Sırada Aşk Çeşmesi Trevi var. İspanyol Merdivenleri’ne çok yakın. Roma'da Poli Sarayı'nın bir kenarına Nicolò Salvi tarafından yapılmış, dünyadaki en ünlü çeşmelerden birisidir. Trevi Çeşmesi 1762 yılında tamamlanmış. Buraya ziyarete geldiğinizde dilek dilemek için paralarınızı hazırlayın. Çeşmeye arkanızı dönüp, omzunuz üzerinden çeşmeye doğru para fırlattığınızda dileğinizin olacağı söylenir. Dileğimizi diledik oldu bizden söylemesi…

Roma’daki ikinci günümüzde kentin en iyi korunmuş antik yapılarından biri olan Pantheon’u görmeye gidiyoruz. Pantheon, İS 118-125 arasında inşa edilmiş. Klasik sütunlar ardında yer alan kubbe şeklinde ki yapı bir mühendislik harikası. Buranın güzelliğini içerisine girdiğinizde daha iyi anlıyorsunuz. Panteon kavramı, ünlü kişilerin gömülü olduğu anıtlar için kullanılmaktadır. Tüm Roma yapıları içinde en iyi korunmuş olanı ve dünyada da döneminin en iyi korunmuş binasıdır.

Roma’da gezilecek yerler listesinin en sonuna Vatikan ve Aziz Petrus Bazilikası’nı bırakıyoruz. Roma'daki en büyük dört bazilikadan ikincisi Aziz Petrus Bazilikası’dır. Vatikan denildiğinde akla gelen en görkemli yerlerden biri. Kubbesi ile Roma'nın siluetindeki en önemli parçalar arasında yer alıyormuş. 1626 yılında yapının inşaatı tamamlanmış. En güzel manzarayı da Bazilika’nın kubbesinden izleyebilirsiniz.

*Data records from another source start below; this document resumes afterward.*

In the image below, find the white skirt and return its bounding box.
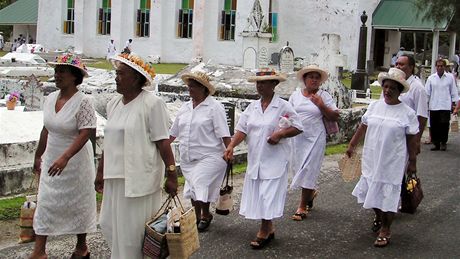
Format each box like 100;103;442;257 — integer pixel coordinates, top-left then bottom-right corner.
291;132;326;190
352;176;402;212
240;172;288;220
99;179;161;259
181;154;227;202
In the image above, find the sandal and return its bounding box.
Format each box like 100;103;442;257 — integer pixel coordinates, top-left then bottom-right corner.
374;236;390;247
291;211;308;221
371;218;382;233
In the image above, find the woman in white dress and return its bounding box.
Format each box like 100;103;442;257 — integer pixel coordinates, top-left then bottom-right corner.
30;54;96;258
289;65;339;221
94;54;177;259
346;68;418;247
170;72;230;232
224;71;302;249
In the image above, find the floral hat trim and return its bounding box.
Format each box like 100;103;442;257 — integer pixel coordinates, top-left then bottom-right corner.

Kilisenin en önemli yeri Aziz Petrus Meydanı‘dır. Bernini tarafından tasarlanan ve inşa edilen bu meydan, dünyanın en büyük meydanlarından biri. Papa, halkına burada hitap ediyor. Meydanın ortasında Papa V.Sixtus tarafından diktirilen, bir Mısır dikilitaşı da yer alıyor.

Roma’dan ayrılırken gözlerimiz tarihe doymuş oldu. Ölmeden önce yapılacaklar listesinden kırmızı Vespa ile Roma’da gezmenin üstünü de çizmiş olduk. Roma’da en az 3 gün kalmanızı ve bu şehrin tadını çıkarmanızı tavsiye ediyoruz. İtalya’nın güzelliklerine kaldığımız yerden devam edebiliriz.